With an estimated 400 plus tour agencies in Cusco, it can really be confusing to figure out who to go with, who to trust, and who will take your money and run. Most of these agencies, however, feed into one of five or so actual tour operators, so often it´s not the tour itself that needs careful combing over, it´s the cost.
Touts scour the streets with their tour books, agencies with double or triple names occupy many of the shops along the likes of Plateros, and signs suggest that there are trips leaving for all treks the following day (they don´t).
Whilst Cusco is a good base for multi-day rafting trips, it is much more famous for The Inca Trail and treks to Machu Picchu. There are also a couple of other popular options (and I´ve not included the activities at Action Valley or chocolate making workshops or Peruvian cooking classes), the main choices being:
- The Inca Trail
Expensive at around $500 for the four-day trek with the need to book months in advance. One girl I met managed to get a shorter waiting period of about six weeks, paid upfront (as you do) only to discover the day before that she had been duped. No Inca Trail for her. She was able to switch over to the Inca Jungle Trek, but was understandably pissed off. The Inca Trail is a tough walk up and down and along narrow ridges at high altitudes (Warmiwañuska or Dead Woman’s Pass is the highest point at over 4,200m). Not an easy option, but undoubtedly a necessary pilgrimage for some.
- The Inca Jungle Trek
Offered by every tout in town, this trek does actually seem to leave on a daily basis with tour groups of around ten to fifteen people. It´s a four-day, three night trek that starts with mountain biking from the highest point of 4,350m and includes options for ziplining and visiting hot springs. Some of the walk takes you through the jungle and onto the actual Inca Trail, finished by a wander along the rail lines and towards Machu Picchu itself. Transport, food, accommodation and entry to Machu Picchu included. For the majority of the trek you carry your own bags, so pack light. Treks should cost around the $180 mark, and not the $300 that one agency tried to charge me. With ziplining and entry to Huayna Picchu, the total cost to me was $220. Worth it. I went through EcoTours based inside Eco Packers Hostel, although from the street they are known as Andean Odyssey. Don´t ask.)
- The Salkantay Trek
This is another toughie that reaches high altitudes and is really for the fit and acclimatised amongst us. The highest point is the Salkantay Pass at over 4,500m. Taking between five and ten days, depending on route and agency, one Lonely Planet forum poster describes it as having ´a little bit of everything: wild backcountry meadows, high mountain passes, natural hot springs, dense cloudforests, and of course a dramatic finish in Aguas Calientes/Machu Picchu´. Read his full account of the trek at Kyle The Vagabond. Prices for this trek are typically above $400, depending on the group size.
- The Ausungate Trek
So this ´trek´ sounded ideal, being considerably cheaper than the others (S/.240 Note: Peruvian Nuevo Sol, not US dollars this time) and predominantly on horseback. What a way to enjoy the mountainscape and lagoons. But wait! This trek does require some walking each day, and the big sticking point for many is the altitude which is predominantly over 4,000m, the highest pass being 5,200m. Sore bums are not unknown and one guy I met who did the trek said he chose to walk alongside his horse because just being on horseback at a pottering pace was ´a bit boring´.
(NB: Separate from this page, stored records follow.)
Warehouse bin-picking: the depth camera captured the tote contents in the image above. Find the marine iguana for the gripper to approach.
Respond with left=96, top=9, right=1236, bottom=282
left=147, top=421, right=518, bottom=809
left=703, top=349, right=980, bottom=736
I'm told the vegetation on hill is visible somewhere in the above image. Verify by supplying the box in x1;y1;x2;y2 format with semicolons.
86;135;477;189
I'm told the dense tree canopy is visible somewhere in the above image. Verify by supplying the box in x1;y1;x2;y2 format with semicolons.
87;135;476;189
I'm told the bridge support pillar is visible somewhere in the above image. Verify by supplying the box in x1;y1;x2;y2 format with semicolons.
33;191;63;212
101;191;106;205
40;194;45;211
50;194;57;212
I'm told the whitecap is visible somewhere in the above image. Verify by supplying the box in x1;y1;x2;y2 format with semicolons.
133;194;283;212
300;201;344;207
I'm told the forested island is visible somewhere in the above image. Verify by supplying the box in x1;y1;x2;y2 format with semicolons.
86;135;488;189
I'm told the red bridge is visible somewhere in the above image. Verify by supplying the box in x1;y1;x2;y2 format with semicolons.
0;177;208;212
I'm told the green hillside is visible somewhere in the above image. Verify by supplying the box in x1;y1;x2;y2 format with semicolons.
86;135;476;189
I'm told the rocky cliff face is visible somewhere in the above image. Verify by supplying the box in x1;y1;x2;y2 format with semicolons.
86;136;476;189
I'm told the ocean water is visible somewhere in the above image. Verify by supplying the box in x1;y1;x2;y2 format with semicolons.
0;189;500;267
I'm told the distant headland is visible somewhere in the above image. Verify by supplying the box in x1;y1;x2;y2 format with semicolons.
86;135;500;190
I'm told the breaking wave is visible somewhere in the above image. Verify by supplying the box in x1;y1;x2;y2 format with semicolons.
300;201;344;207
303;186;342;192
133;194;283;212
All in, shop around and consider your fitness level and how you deal with the altitude. I did the Inca Jungle Trek and expected it to be a bit of a soft option (I still stand by that hypothesis) but for some group members the climbs up through the jungle and onto the Inca Trail were really quite challenging.
Also think about when you decide to go: Peru´s rainy season kicks off late October and when I was there in late November, many tours were already not running because of rainfall that had caused problems accessing some of the pathways and passes. I took a gamble (how can you go to Peru and not trek to Machu Picchu?) with the jungle trek which did start off as a bit of a torrential, soggy mess, but that, dear reader, is for another blog post.